Vista Outdoor Inc. entered into a definitive agreement to sell Revelyst, its outdoor products segment, to funds managed by Strategic Value Partners in an all-cash transaction for $1.125 billion. In connection, Vista Outdoor amended its merger agreement with Czechoslovak Group (CSG) to acquire The Kinetic Group, its sporting products segment, for $2.225 billion.

News of the Revelyst deal and another upgraded CSG offer cam in a news release issued Friday night at 10:00 p.m. eastern time.

In its last offer given on July 22, CSG agreed to acquire Kinetic for $2.15 billion.

The SVP Transaction is subject to the completion of the CSG Transaction. Together, the CSG Transaction and the SVP Transaction represent an enterprise value of $3.35 billion for Vista Outdoor and will deliver an estimated $45 per share in cash to Vista Outdoor stockholders.

Revelyst has three segments: Adventure Sports (Fox Racing, Bell, Giro, CamelBak, QuietKat, and Blackburn); Outdoor Performance (Simms, Bushnell, Blackhawk, Stone Glacier, Camp Chef, and Primos); and Precision Sports Technology (Foresight Sports, Bushnell Golf, and Pinseeker). Kinetic includes the Federal, Remington, CCI, Hevi-Shot, and Speer ammunition brands.

“The Board has worked tirelessly to deliver maximum value to its stockholders, and we are pleased to have reached this agreement with SVP and CSG which helps us achieve that objective,” said Michael Callahan, chairman of the Vista Outdoor Board of Directors. “The Board engaged in a thorough process to identify the best avenues to unlock value – and through these two separate, but contingent, transactions with SVP and CSG, we have identified a path that reflects the true strength and potential of both Revelyst and The Kinetic Group.”

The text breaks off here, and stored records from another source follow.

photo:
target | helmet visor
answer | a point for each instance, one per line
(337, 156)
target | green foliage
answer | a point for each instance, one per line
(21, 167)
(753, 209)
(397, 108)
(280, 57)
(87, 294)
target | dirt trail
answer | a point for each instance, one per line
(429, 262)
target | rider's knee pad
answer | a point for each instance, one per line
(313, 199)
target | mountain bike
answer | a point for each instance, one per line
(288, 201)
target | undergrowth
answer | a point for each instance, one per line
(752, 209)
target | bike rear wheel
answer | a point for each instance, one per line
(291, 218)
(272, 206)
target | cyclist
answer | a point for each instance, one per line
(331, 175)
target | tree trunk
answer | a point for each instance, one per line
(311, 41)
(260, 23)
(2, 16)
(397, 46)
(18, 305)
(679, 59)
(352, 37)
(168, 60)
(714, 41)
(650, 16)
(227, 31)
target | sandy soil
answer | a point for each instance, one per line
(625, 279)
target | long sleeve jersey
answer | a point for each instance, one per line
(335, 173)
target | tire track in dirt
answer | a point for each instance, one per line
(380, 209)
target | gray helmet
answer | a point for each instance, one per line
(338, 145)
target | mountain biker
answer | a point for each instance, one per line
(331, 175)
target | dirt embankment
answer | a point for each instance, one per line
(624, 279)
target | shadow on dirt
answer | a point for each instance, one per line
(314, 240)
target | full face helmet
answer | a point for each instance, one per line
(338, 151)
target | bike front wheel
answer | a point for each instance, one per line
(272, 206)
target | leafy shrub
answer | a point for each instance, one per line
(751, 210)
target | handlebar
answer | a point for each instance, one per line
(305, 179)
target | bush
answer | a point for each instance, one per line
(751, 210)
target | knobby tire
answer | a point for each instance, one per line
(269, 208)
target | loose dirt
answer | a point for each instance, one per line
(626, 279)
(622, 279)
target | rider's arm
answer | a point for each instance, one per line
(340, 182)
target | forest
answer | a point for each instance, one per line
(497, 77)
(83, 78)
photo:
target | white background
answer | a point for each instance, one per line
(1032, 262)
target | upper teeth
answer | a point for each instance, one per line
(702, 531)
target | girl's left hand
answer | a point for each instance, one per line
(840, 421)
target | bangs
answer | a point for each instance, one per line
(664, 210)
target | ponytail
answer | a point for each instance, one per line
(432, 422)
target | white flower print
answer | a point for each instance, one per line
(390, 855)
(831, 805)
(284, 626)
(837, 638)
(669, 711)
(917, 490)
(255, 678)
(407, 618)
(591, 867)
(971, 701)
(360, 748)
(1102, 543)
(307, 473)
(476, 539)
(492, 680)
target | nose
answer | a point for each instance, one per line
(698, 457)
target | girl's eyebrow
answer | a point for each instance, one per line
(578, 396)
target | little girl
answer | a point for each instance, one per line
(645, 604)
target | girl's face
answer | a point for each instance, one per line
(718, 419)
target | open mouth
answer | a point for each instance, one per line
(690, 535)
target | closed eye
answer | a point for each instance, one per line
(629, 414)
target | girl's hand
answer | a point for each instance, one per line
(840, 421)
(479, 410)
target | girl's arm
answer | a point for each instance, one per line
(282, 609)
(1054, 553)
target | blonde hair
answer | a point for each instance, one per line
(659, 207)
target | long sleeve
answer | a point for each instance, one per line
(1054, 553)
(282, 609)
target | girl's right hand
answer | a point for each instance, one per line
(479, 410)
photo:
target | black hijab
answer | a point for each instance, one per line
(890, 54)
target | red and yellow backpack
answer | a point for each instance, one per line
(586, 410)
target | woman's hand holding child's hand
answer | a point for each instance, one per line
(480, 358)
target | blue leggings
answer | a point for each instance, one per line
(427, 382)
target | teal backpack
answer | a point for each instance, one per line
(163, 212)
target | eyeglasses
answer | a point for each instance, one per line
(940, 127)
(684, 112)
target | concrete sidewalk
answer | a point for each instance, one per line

David Geenberg, head of SVP’s North American corporate investment team, said, “We are strong believers in the Revelyst story and the potential of this business. With a portfolio of diverse, market-leading brands in the outdoor industry, Revelyst has an unparalleled opportunity to capture market share through its exceptional consumer focus and strengthen its platforms through its operational and supply chain enhancements. We are happy to be partnering with the strong leadership team at Revelyst to help unlock its full potential with SVP’s resources.”

“We look forward to creating long-term value at The Kinetic Group as part of the CSG portfolio,” said Michal Strnad, CEO and Owner of CSG. “The Kinetic Group has a deep heritage of delivering high-quality, innovative products and we will provide significant resources, investment and expertise to continue growing the business and serving its customers with leading ammunition products. We are confident CSG’s acquisition of the Kinetic Group is the best outcome for Vista Outdoor stockholders, employees of the Company and the American economy.”

Transaction Details

The SVP Transaction has been unanimously approved by the Board and is expected to close by January 2025, subject to the completion of the CSG transaction, as well as the receipt of necessary regulatory approvals and other customary closing conditions. Vista Outdoor and CSG have received all regulatory approvals required under the merger agreement for the CSG Transaction and are prepared to close the CSG transaction prior to the end of 2024, subject to receipt of stockholder approval and satisfaction of other customary closing conditions. CSG and Vista Outdoor have mutually agreed to extend the termination date of the CSG merger agreement to December 11, 2024.

At the closing of the CSG Transaction, CSG will pay the Company $2.225 billion, subject to certain purchase price adjustments, and Vista Outdoor stockholders will receive $25.75 in cash per Vista Outdoor share and one share of Revelyst common stock for each share of Vista Outdoor common stock. At the closing of the SVP Transaction, SVP will pay Revelyst stockholders an aggregate of $1.125 billion, subject to a net cash adjustment, representing an estimated $19.25 in cash per share of Revelyst common stock, based on current management estimates of expected net cash of Revelyst as of the closing of the SVP Transaction.

As part of the SVP Transaction and the CSG Transaction, Vista Outdoor, CSG and SVP have agreed to certain amendments to the separation agreement currently in place to separate the Kinetic Group and Revelyst. In addition, CSG will no longer be investing in Revelyst at the closing of the CSG Transaction.

In connection with the announcement of the SVP transaction and the CSG transaction, the Company will adjourn the special meeting of stockholders currently scheduled for October 9, 2024.

Advisers

Morgan Stanley & Co. LLC is acting as sole financial adviser to Vista Outdoor and Cravath, Swaine & Moore LLP is acting as legal adviser to Vista Outdoor. Moelis & Company LLC is acting as sole financial adviser to the independent directors of Vista Outdoor and Gibson, Dunn & Crutcher LLP is acting as legal adviser to the independent directors of Vista Outdoor.

J.P. Morgan is acting as sole financial adviser to CSG with Clifford Chance LLP acting as legal adviser.